COSENZA Per emergere in un mondo così complesso e competitivo, soprattutto in un campo difficile come quello dello spettacolo, c’è bisogno di essere visionari, anticipare e creare i trend senza mai seguirli. Giacomo Triglia, calabrese, è una di quelle menti che ha saputo andare oltre le mode identificandosi in un mondo culturale lontano da alcuni stereotipi e tradizioni ormai superate, che legano la nostra terra a un’immagine eccessivamente decadente. Giacomo è un filmmaker indipendente, regista e sceneggiatore di video musicali, ha all’attivo più di 100 videoclip, ha firmato lavori per artisti come Ligabue, Afterhours, Brunori Sas, Irene Grandi, Francesca Michielin, Zero Assoluto, Francesco Sarcina, Eugenio Finardi e tantissimi altri. Oltre ad essere un regista prevalentemente di video musicali, ha anche lavorato in ambito cinematografico debuttando nel 2004 con il mediometraggio Jørgen Son, nel 2006 realizza il mediometraggio Zettelkastchen Cinema, nel 2008 è autore di una video rubrica in 14 puntate in onda su All Music con protagonisti i deejay Albertino e Giorgio Prezioso e realizza il cortometraggio The Dawn and the Embrace, vincitore del Reggio Filmfest – retrospettiva sul cinema italiano di Minerva Pictures, vincitore del premio video al International Art Prize La Colomba di Venezia, selezione ufficiale all’Arcipelago film festival di Roma e del FishEye International Film & Video Festival all’interno del Festival Internazionale del Film di Roma per citare solo alcune delle sue apparizioni. Vive a Cosenza dove ha fondato il Tycho Creative Studio, un progetto artistico che unisce la produzione video a quella grafica, è stato docente di Digital Video dal 2007 al 2009 presso l’Accademia di Belle Arti di Reggio Calabria e di Video Editing con indirizzo Cinema presso l’Accademia di Belle Arti di Catanzaro nel 2012.
Chi scrive ha avuto la fortuna di conoscere Giacomo un lustro fa in epiche partite di calcetto giocate in improbabili campetti di periferia: lo sport è un’altra delle sue passioni e grande fonte di ispirazione artistica. Dal cinema di Dogma, fino alle scorribande dell'indimenticabile Johan Cruijff sono questi gli elementi visivi e le atmosfere che si possono cogliere in molti dei suoi video in cui permane sempre una certa “nostalgia” di fondo.

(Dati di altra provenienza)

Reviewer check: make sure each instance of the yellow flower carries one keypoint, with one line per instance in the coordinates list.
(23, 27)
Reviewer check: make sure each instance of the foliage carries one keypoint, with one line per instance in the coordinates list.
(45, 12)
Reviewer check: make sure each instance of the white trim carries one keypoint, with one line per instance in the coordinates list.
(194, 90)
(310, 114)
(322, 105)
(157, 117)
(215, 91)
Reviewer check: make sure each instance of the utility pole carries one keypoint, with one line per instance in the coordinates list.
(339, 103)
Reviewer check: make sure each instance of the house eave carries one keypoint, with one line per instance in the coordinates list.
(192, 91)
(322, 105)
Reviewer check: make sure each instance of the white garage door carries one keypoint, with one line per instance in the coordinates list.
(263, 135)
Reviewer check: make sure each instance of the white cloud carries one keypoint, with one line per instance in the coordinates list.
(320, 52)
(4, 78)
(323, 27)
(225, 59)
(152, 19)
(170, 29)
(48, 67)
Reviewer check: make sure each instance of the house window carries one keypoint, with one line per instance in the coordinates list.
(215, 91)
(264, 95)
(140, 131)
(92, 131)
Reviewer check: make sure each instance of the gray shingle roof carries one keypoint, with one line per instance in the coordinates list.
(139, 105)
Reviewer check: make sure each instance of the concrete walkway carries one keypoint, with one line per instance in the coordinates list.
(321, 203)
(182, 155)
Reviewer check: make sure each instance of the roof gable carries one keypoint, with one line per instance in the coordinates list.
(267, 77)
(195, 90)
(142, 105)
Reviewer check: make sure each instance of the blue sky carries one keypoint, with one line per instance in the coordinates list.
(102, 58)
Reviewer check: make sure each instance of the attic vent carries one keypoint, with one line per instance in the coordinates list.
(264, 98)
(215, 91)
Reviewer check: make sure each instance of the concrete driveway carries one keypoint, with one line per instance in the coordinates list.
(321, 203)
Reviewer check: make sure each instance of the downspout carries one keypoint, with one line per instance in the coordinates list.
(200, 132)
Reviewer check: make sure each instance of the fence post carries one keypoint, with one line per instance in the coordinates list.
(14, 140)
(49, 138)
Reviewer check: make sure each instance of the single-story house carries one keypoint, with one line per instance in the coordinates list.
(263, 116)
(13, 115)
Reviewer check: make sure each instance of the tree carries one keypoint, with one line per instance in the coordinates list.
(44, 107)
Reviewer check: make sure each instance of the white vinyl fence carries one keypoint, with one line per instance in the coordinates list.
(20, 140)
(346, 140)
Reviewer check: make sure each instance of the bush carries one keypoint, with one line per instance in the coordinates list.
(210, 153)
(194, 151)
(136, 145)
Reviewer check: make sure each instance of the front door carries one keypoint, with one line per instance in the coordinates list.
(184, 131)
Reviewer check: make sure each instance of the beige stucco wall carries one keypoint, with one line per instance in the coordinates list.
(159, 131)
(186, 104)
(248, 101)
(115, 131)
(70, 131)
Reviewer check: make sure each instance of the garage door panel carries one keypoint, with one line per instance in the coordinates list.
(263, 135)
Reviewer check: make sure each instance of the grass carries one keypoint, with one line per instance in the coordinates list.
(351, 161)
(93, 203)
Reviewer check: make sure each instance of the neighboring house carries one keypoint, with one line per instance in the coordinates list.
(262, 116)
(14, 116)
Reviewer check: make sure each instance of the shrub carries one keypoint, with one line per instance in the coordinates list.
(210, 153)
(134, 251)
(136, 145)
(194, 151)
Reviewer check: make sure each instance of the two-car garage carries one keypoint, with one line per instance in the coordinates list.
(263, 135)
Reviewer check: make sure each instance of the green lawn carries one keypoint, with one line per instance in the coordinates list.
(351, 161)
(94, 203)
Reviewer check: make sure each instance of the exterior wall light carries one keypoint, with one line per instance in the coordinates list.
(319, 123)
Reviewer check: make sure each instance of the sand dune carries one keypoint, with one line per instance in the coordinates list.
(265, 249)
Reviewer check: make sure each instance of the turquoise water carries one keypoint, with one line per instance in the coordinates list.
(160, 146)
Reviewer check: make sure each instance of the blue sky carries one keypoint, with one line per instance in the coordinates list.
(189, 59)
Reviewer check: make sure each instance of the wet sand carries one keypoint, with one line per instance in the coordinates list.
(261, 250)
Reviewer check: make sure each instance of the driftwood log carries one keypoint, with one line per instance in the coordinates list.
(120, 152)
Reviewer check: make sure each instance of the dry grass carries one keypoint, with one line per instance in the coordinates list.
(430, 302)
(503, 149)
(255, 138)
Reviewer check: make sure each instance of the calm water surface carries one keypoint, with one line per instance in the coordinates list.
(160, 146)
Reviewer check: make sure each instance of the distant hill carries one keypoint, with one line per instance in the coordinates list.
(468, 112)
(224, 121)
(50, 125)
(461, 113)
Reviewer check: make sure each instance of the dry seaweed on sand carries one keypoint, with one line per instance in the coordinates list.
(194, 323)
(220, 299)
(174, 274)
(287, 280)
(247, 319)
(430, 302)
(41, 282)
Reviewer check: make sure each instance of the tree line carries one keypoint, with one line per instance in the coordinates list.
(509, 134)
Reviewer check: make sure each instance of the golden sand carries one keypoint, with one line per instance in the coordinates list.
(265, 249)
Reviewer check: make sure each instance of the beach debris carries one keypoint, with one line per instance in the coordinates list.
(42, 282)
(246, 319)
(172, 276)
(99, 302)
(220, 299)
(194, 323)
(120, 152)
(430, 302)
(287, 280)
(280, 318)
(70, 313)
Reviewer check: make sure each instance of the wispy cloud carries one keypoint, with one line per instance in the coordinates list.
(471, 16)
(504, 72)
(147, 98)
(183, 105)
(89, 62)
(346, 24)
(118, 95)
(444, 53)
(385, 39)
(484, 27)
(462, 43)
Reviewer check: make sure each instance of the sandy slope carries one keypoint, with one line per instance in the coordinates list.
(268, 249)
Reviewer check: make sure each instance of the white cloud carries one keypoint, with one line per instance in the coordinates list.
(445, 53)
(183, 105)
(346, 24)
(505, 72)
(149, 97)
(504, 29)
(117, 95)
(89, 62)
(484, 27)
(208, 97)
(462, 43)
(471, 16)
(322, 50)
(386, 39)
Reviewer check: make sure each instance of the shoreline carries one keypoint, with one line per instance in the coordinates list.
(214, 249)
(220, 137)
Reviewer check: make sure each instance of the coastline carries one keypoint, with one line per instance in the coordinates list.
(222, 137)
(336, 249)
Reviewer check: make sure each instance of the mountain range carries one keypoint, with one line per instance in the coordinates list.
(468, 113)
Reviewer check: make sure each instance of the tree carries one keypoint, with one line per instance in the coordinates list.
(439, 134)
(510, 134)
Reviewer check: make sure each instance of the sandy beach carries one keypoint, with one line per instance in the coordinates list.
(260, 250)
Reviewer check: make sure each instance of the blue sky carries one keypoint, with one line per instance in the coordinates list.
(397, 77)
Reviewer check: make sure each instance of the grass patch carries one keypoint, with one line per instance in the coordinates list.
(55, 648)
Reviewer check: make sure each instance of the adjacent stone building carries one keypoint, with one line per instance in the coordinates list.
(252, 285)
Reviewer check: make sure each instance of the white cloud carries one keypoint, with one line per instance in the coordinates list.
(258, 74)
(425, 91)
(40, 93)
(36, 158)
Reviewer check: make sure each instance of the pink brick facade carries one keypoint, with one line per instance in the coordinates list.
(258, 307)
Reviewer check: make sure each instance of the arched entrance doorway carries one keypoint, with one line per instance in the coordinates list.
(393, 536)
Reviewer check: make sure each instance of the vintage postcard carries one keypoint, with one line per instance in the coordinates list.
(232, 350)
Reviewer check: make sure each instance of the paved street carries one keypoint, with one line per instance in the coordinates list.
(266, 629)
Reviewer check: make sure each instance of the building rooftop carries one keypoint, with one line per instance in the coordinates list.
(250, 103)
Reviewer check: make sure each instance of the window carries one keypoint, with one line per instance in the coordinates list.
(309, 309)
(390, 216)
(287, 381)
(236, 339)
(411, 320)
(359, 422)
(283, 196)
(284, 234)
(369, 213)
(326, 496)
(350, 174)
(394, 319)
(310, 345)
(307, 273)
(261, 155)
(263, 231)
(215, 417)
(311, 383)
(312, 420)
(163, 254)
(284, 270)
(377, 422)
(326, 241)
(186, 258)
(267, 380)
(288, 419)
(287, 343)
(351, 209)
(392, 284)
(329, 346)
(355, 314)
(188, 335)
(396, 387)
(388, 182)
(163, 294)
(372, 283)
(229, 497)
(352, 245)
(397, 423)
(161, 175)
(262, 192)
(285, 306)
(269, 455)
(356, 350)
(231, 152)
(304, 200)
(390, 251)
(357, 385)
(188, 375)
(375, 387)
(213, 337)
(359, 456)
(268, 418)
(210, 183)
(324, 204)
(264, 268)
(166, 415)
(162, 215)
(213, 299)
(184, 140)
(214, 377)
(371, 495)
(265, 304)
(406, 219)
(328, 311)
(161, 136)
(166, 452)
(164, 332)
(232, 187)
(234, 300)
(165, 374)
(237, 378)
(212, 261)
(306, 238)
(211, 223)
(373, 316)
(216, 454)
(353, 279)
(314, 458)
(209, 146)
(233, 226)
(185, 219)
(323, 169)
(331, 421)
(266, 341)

Ci parli dei suoi esordi: non devono essere stati per nulla semplici. 
Ho iniziato a vent’anni con i cortometraggi frutto dell'amore smisurato verso il cinema, sono cresciuto a pane e “Fuori orario” di Enrico Ghezzi in pratica, mi affascinava il cinema dogma di Von Trier e company quindi i miei lavori erano piuttosto sperimentali (qui un esempio: è un corto del 2014 ma filmato tra il 2002 e il 2006). Sono stato selezionato a vari festival, come il Torino Film Festival, San Pietroburgo Film Festival, la 25ora di La7, e nel 2007 ho iniziato quasi per gioco a fare video musicali per John Merrick e Giuradei usando videogiochi e stop motion. Il primo video musicale con degli esseri umani, però, è del 2009 realizzato per Brunori Sas e il suo meraviglioso brano “Come Stai”, collaborazione nata in modo del tutto casuale a un festival dopo l'ascolto dei suoi brani su myspace. Da lì, complice il successo della band che mi ha permesso di far conoscere i miei lavori al grande pubblico, è iniziata l'escalation lavorativa con le richieste degli artisti per i loro video e praticamente non mi sono più fermato, quindi in realtà, complice un po' di fortuna, non è stato poi così difficile ritagliarmi uno spazio in questo settore. 

Nella realizzazione dei suoi lavori da cosa trae maggiormente ispirazione? 
Un po' da tutto in realtà, cinema soprattutto. Da adolescente non ho mai visto video musicali quindi non ho quell'impostazione, in passato da tutto ciò che fosse vintage, ma a volte mi basta una semplice foto su Instagram per ispirarmi, dai viaggi, e ovviamente dalla musica, non potrebbe essere altrimenti per il lavoro che faccio. 

Come consiglierebbe a un giovane che come lei è cresciuto in Calabria di muoversi per realizzare qualcosa di importante? 
Non saprei, il mio percorso è stato piuttosto spontaneo quindi non ho seguito particolari regole, ho semplicemente fatto quello che mi piaceva fare e per fortuna questa passione si è trasformata in lavoro. Quello che mi sento di dire è di non fossilizzarsi troppo sulla tecnica, quella la si impara facilmente, ma di puntare molto sulle idee, sulla creatività, avere tanta passione è decisamente un buon inizio.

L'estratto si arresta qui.